Diego Paredes, the founder of EcuaBlue, tells Fruitnet how the country’s burgeoning blueberry industry has big ambitions
Blueberry sales are booming in Ecuador. Thanks to its nutritional benefits, the fruit is highly prized among consumers and it can sell for up to US$10 per kg on the local market. EcuaBlue has been at the forefront of the sector’s development since it was established in 2018. Its goal is to become a leading producer of premium blueberry varieties for the national and international market.
Diego, tell us about the progress Ecuador has made on its blueberry export journey over the past few years.
Diego Paredes: EcuaBlue began operations in 2018 testing free-range blueberry varieties such as Biloxi in the Ecuadorian Sierra, at an altitude of 2,500m. Thanks to the excellent results we achieved in both fruit quality and yield, we decided to implement the best that the blueberry industry has to offer.
We looked at the best practices developed in Mexico, Peru and Chile and put together a technological package for blueberry cultivation in Ecuador, focusing not on what has worked up to now, but rather what we think will work in the future.
We have defined three fundamental pillars for cultivation: genetics, water and substrate, and we’ve contacted the best in the industry in order to get advice on each.
Today we are the Ecuadorean representative of some of the best companies involved in blueberry production. We offer producers advice and technological packages drawn from all over the world.
We manage the genetics of Mountain Blue Genetics from Australia, CocoGreen substrate from the UK, Pasquini & Bini Pots from Italy and the Responsive Drip Irrigation RDI irrigation system from the US.
By teaming up with these strategic partners, who have experience across five continents with some of the biggest growers in the business, we have managed to shorten the learning curve here in Ecuador, avoiding mistakes that can be very costly.
What are the main factors driving the growth of the blueberry industry in Ecuador today?
DP: Initially it was being driven by how profitable blueberries are – today the average sale price per kg in Ecuador is far higher than the global average, which makes the domestic market extremely attractive for farmers. It is evident that this price will not last long, the Ecuadorean market is very small, and in a short time it will be saturated. That is when we must ensure we have enough fruit to be able to start exporting.
The next factor is the quality of the blueberries produced in Ecuador. We are already known for the excellent quality of our bananas, cocoa, roses and broccoli, and very soon we will also be known for our great blueberries.

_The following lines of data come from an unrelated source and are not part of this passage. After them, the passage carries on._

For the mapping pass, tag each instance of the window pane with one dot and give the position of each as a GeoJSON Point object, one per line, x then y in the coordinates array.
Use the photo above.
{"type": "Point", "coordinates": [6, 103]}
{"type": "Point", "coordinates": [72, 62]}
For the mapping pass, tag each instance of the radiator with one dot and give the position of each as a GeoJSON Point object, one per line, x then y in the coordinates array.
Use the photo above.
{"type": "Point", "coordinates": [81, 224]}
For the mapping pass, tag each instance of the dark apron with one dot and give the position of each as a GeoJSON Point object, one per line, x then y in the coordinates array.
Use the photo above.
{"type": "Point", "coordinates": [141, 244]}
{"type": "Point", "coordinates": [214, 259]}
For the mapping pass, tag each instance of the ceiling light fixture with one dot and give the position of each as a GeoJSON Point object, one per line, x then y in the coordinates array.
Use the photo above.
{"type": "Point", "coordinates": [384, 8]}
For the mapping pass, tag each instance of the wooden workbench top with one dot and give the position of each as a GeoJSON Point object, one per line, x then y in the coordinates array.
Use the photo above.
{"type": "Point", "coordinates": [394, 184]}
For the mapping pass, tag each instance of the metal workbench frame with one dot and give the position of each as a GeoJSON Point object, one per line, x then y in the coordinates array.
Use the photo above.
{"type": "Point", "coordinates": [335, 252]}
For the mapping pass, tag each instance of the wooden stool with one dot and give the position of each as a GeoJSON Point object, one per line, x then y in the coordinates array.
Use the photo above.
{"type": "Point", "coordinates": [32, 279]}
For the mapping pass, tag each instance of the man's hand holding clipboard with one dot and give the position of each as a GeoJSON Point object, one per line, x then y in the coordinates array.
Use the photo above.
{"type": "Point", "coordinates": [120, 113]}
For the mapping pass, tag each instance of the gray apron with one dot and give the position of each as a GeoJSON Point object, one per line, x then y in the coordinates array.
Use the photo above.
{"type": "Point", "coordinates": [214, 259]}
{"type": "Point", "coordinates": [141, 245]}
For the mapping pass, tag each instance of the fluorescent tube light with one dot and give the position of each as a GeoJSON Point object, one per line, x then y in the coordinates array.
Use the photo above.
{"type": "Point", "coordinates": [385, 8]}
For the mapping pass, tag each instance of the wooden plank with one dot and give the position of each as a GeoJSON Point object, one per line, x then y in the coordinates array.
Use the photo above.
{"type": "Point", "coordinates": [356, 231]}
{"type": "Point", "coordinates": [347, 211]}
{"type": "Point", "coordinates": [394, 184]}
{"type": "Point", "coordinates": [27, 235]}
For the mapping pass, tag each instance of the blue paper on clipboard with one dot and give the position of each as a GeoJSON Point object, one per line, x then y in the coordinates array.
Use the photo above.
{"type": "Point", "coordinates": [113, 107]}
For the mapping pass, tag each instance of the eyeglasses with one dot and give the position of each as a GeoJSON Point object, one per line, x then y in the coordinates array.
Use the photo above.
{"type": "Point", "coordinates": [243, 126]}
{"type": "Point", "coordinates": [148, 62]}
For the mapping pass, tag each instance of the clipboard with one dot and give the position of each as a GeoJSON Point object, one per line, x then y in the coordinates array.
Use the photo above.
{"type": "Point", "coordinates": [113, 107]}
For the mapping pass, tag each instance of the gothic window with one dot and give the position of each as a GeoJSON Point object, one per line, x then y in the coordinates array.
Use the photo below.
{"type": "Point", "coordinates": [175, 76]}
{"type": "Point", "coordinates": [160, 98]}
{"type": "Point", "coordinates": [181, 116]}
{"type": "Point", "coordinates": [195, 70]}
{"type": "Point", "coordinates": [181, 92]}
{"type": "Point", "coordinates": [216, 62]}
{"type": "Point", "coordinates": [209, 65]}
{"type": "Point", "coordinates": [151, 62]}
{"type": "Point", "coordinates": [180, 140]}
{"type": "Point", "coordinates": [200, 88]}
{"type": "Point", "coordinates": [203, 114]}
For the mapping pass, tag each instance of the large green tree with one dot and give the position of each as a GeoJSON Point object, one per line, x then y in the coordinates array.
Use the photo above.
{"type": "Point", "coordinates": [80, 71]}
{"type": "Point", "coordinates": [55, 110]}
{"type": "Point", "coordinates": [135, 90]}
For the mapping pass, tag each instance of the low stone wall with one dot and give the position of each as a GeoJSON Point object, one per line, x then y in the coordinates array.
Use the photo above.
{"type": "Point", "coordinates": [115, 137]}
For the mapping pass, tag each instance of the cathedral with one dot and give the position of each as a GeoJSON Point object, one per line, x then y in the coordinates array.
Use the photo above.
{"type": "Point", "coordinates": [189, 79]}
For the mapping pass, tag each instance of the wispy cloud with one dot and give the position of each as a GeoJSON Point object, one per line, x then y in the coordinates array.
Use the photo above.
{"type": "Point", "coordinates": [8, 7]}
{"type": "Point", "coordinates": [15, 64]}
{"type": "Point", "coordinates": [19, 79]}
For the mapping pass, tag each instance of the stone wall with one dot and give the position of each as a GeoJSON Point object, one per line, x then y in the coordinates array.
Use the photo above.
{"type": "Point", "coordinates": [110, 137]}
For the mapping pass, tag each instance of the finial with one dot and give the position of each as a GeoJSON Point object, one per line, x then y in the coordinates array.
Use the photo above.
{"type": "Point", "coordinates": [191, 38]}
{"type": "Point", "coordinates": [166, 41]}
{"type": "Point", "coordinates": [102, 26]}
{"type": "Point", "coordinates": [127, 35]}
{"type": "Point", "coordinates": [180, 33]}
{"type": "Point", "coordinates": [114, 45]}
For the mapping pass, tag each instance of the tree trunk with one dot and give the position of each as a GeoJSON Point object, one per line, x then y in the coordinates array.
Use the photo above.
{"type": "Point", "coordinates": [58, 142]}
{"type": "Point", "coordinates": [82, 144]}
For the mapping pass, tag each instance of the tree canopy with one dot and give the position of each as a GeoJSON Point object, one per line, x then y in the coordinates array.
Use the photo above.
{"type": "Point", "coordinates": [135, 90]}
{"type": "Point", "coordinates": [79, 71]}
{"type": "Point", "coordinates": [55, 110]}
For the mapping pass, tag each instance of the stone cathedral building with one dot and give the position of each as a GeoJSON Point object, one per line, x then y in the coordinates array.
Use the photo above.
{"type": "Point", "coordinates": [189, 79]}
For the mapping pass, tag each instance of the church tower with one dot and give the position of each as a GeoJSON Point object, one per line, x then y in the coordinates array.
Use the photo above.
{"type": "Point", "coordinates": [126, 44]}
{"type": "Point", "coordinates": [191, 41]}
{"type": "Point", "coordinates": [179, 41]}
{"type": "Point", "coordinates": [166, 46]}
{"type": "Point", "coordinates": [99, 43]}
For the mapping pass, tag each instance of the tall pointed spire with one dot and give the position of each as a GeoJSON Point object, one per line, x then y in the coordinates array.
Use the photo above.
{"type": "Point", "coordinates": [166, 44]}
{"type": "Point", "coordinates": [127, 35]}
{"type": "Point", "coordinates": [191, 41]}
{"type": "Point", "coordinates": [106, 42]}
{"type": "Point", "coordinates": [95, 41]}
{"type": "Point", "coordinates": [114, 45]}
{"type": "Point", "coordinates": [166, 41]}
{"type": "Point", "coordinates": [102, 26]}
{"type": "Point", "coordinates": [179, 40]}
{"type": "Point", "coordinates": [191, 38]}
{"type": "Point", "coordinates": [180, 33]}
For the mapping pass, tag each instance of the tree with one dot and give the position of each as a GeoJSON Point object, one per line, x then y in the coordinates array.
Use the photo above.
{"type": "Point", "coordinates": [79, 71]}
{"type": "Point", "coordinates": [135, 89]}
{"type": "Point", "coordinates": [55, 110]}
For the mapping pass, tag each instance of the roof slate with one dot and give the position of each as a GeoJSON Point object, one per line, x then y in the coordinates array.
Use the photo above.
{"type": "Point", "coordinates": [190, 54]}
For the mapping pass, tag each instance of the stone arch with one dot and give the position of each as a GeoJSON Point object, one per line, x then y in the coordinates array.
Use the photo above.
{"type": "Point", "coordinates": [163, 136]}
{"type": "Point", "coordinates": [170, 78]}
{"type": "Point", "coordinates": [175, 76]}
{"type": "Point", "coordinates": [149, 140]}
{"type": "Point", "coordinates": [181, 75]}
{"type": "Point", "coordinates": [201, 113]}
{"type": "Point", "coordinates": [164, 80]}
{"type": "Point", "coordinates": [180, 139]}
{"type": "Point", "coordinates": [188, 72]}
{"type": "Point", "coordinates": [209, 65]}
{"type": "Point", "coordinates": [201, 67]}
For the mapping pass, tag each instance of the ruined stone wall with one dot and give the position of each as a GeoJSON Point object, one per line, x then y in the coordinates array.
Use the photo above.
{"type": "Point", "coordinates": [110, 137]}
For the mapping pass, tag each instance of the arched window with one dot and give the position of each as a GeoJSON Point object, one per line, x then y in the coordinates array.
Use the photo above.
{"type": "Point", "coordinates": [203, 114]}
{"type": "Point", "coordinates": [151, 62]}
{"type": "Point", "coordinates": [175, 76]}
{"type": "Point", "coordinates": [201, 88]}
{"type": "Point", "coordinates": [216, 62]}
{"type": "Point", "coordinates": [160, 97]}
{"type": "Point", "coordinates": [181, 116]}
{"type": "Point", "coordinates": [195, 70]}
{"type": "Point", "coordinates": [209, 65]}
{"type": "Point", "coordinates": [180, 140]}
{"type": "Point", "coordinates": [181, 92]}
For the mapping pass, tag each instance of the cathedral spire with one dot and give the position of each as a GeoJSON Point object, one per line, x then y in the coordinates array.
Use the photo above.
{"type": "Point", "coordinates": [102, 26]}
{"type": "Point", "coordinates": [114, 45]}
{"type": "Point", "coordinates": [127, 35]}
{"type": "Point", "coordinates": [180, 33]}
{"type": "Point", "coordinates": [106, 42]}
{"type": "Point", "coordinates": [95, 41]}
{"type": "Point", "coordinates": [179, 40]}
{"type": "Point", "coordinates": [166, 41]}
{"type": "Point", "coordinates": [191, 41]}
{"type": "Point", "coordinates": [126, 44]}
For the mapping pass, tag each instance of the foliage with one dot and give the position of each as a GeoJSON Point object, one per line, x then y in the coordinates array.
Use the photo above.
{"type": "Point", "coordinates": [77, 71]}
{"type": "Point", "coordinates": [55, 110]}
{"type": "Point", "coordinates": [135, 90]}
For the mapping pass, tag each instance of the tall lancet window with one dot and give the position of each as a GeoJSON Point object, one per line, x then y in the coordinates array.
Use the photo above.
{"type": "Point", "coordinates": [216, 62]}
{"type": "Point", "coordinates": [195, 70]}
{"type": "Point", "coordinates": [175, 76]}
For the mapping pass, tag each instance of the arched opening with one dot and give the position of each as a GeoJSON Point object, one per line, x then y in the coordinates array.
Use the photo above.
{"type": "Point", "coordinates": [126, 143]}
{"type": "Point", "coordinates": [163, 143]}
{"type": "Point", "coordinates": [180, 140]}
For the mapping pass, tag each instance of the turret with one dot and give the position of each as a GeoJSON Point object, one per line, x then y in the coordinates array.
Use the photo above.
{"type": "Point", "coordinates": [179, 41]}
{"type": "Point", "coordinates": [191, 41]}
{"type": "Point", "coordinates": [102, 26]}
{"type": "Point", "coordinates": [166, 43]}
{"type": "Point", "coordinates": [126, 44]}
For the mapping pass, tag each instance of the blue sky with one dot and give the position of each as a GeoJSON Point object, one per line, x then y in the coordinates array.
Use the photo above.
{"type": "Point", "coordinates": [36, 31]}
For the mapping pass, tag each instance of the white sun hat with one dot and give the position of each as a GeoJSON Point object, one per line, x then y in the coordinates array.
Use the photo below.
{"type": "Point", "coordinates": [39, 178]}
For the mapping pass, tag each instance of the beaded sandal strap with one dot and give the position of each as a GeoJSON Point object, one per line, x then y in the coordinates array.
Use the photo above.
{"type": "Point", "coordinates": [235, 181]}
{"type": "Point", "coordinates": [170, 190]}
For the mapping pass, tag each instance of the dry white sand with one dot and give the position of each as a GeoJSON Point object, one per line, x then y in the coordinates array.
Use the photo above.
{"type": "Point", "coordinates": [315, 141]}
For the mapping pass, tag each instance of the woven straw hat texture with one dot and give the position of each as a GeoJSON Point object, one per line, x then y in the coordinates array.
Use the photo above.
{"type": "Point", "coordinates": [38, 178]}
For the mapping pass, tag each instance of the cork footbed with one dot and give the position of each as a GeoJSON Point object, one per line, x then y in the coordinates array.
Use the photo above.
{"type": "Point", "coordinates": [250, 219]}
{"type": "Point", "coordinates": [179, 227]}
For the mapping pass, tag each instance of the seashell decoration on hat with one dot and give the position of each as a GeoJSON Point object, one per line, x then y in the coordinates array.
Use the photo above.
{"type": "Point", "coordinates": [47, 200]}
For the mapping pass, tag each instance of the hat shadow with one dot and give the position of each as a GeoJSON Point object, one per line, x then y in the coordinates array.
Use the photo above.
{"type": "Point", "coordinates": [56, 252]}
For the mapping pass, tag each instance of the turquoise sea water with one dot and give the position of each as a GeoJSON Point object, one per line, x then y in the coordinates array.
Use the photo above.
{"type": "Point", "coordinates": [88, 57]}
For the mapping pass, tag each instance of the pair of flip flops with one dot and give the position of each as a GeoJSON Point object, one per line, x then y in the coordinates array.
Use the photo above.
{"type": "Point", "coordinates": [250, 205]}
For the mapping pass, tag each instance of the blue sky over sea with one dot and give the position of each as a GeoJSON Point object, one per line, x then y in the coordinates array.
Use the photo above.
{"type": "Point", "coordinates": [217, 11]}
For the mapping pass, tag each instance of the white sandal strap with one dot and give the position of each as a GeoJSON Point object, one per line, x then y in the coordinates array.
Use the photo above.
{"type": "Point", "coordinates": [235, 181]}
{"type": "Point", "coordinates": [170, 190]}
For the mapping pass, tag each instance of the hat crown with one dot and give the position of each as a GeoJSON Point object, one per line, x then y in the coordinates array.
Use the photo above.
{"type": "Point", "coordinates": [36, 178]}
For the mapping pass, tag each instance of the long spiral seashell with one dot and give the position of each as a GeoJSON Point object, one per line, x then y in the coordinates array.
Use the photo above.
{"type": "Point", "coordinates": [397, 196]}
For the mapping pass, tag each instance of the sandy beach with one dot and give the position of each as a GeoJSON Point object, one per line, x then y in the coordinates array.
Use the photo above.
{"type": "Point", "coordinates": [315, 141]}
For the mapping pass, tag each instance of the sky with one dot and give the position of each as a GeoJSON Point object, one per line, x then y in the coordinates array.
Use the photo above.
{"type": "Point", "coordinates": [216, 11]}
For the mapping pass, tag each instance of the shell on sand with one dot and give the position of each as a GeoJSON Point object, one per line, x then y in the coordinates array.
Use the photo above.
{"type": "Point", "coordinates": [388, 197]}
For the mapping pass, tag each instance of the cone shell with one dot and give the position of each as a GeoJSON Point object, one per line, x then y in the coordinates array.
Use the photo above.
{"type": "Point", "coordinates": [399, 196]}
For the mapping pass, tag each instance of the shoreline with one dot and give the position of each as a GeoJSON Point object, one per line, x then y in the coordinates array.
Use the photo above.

We’re also able to produce throughout the year, enabling us to supply premium market niches that demand the best quality on a weekly basis. It is clear that we will not be the biggest producers in terms of volume but we aim to be the one with the highest quality.
It must be understood that the global blueberry market went from being supply driven (until a few years ago those who had blueberries sold their production without any problem at very good prices) to being demand-led, that is to say that since there is a supply throughout the year of different origins, customers are looking for a pleasant and consistent eating experience. They are already familiar with the fruit, now they want the best fruit, and the basis of supplying this is genetics. That is why Mountain Blue Genetics was our first choice to produce the best high altitude blueberry in Ecuador for 52 weeks of the year.
Is the Ecuadorean blueberry industry attracting investment from other countries?
DP: The bulk of investment has come from Ecuadorean capital, but there are also foreign players, such as Chile, that are already present in our country. ^
I understand that tests are being carried out in various parts of the country to see where the growing conditions are best suited to blueberries. Which areas are showing the most promise?
DP: There are currently around 80ha of blueberry plantings in Ecuador growing 14 different varieties, most of them in the Ecuadorean Sierra between 1,500m and 2,900m above sea level. Provinces such as Pichincha, Cotopaxi, Imbabura, Carchi and Loja are among the most promising so far. But we’re still in the initial stage of testing, adapting and learning.
When do you expect the first exports of Ecuadorean-grown blueberries to get underway?
DP: There has already been a number of trial shipments to the Netherlands, which have been well received. But the domestic market is still more attractive – not to say easier to navigate. Eventually, as production increases, local prices will become less attractaive and this will force the producer to focus on exports. We must prepare ourselves so that when this time comes, we are in a position to reach the market with the best possible quality of fruit. I would say our natural markets are the US and Europe.
Looking ahead, how do you think the sector will evolve over the next few years?
DP: We’re hoping to get government support to promote the production of blueberries and other non-traditional crops. We also need to improve labour laws by making hiring more flexible – and, of course, we need to open up new export markets, such as China.
In the medium term we hope to reach 1,000ha of blueberry cultivation focused on the best genetics available today, something that will allow us to differentiate our offer from that of our neighbours.